Sustainability and Creation Care at EMU
EMU was encouraging creation care long before “green” became trendy. EMU students live in LEED-certified, energy efficient residence halls; draw power from the first commercial-scale solar installation in the state at its time (2010); compost dining hall scraps to later nourish campus gardens; and much more.
Sustainable choices and simple living are at the core of many Mennonites’ faith. The values are a strong part of EMU’s community ethos. Some highlights:
- Our energy-efficient buildings are some of the best performing college facilities nationally;
- LEED-certified dorm facilities, including Cedarwood at gold level for new construction;
- Sustainability and creation care are incorporated across the undergraduate core curriculum;
- Dining hall waste is composted via bicycle for the five campus gardens, managed by students;
- EMU was officially named a bike friendly campus in 2012 by the League of American Bicylists;
- Our 2015 Climate Action Plan lays out goals and projects for the next 20 years that will help EMU achieve climate neutrality as a university by the year 2035.

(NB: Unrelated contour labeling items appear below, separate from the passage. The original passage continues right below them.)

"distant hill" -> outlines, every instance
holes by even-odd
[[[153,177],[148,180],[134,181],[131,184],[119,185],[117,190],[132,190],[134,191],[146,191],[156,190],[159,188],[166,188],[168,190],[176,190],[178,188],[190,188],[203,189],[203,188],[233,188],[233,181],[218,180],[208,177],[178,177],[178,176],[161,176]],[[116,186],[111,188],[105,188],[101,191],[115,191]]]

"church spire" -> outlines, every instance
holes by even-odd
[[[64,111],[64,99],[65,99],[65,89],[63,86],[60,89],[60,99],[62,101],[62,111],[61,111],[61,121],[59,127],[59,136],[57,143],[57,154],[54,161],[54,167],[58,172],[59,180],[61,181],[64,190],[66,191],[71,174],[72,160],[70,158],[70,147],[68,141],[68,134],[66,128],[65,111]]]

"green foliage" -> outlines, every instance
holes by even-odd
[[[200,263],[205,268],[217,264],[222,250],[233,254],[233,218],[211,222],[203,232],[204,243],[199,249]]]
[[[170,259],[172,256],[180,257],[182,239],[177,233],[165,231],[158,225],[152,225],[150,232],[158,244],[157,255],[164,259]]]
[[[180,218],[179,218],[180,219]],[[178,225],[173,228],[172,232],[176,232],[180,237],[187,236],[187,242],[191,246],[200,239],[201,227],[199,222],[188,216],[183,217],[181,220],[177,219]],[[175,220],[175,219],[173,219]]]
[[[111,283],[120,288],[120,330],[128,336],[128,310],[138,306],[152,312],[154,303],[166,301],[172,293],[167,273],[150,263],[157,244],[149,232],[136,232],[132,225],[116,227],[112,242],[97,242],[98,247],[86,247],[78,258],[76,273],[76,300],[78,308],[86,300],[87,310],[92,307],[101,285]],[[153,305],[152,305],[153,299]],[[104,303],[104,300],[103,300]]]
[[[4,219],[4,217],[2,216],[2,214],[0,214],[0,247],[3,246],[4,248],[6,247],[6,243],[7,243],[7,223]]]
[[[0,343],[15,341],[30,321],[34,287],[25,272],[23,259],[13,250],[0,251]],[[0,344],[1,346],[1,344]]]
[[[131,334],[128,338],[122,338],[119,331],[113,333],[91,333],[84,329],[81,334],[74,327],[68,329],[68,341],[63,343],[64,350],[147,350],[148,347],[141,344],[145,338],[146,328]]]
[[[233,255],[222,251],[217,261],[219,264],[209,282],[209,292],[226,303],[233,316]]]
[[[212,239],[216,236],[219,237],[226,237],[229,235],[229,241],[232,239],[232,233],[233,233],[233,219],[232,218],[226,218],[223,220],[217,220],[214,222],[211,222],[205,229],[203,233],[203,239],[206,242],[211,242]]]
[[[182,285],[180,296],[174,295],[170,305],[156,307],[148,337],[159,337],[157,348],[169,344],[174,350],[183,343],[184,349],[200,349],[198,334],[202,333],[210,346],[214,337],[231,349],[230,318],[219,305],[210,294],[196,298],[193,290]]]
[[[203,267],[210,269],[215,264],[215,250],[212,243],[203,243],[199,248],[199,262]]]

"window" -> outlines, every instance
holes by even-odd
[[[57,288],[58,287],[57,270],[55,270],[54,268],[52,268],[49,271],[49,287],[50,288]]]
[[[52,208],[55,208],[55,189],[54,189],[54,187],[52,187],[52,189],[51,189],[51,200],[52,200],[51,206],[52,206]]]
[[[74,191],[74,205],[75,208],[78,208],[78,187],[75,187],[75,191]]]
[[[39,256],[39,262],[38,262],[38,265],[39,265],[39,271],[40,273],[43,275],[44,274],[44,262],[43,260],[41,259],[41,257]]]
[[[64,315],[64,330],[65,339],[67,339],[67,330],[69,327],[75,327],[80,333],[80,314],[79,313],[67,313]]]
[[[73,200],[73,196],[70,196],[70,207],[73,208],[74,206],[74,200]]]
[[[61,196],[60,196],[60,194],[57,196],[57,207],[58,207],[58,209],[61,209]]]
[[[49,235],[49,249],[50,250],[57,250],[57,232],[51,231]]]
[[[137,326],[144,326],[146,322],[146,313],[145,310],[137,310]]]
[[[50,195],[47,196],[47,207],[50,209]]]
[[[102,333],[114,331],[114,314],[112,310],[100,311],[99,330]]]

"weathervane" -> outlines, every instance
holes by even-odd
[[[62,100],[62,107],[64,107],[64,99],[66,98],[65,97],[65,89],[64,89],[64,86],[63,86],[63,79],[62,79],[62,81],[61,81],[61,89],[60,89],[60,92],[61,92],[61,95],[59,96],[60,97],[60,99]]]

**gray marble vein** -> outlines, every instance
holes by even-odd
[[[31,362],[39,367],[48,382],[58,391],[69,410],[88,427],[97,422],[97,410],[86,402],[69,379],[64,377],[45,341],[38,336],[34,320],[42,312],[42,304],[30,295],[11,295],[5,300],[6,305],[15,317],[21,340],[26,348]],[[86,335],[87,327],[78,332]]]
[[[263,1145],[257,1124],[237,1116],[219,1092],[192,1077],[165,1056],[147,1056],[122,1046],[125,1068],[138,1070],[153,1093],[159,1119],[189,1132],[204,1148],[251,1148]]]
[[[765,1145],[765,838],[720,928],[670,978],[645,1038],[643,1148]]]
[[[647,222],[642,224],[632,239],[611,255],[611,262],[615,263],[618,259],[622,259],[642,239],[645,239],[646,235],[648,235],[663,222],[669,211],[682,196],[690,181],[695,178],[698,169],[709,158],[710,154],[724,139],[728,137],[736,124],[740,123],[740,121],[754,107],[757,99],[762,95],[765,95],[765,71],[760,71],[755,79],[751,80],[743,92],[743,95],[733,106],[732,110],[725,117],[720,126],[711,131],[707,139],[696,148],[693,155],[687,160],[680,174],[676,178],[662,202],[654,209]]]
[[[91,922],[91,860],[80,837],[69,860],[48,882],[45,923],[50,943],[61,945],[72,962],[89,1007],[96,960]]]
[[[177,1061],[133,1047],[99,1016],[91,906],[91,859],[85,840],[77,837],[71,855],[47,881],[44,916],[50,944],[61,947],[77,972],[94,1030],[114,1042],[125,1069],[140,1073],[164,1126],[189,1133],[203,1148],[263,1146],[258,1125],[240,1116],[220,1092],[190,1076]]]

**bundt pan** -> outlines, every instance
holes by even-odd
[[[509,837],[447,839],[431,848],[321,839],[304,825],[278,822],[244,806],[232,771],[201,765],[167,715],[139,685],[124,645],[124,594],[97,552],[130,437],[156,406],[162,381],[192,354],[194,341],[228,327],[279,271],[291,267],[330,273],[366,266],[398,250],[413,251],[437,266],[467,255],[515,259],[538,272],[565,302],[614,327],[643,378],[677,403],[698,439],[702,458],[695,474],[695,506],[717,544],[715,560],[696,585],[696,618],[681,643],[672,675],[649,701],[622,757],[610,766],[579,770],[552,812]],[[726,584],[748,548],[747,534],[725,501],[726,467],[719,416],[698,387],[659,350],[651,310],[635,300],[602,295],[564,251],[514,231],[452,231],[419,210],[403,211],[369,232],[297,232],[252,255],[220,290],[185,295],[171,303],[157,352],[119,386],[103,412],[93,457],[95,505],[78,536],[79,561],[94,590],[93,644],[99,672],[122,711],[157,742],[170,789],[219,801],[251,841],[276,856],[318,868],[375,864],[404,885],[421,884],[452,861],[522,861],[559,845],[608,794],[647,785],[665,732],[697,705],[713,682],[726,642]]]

Sustainable Lessons In and Out of the Classroom
“One of the things that makes EMU different is that sustainability is not just a grassroots effort.”
– Jim Yoder, biology professor
We’ve been pioneers in constructing energy-efficient buildings and installing innovative heating and cooling systems since the 1980s.
Residence hall Cedarwood set college precedent in 2011 when it received LEED “gold” certification, one of the highest environmental standards construction can attain. Gold level LEED-certified renovations to Elmwood and Maplewood residence halls followed soon after.
Majors such as environmental sustainability and peacebuilding and development incorporate sustainable conservation practices and creation care into real-life studies of our world and global community. Our conservation photography class is an example of the how the arts can support sustainability.
Professors develop sustainability-focused courses such as green design and compost research and applications, courses with real-life results; students take lessons and apply them to campus issues.
Five campus gardens – tended by students, faculty and staff – and edible landscaping provide fresh produce for the dining hall and student cooks in apartments. Students groups such as Earthkeepers and the Sustainable Food Initiative manage these initiatives and continue to promote new ideas.
The SFI also partners with the nearby Virginia Mennonite Retirement Community on gardening and harvesting for the EMU and VMRC community.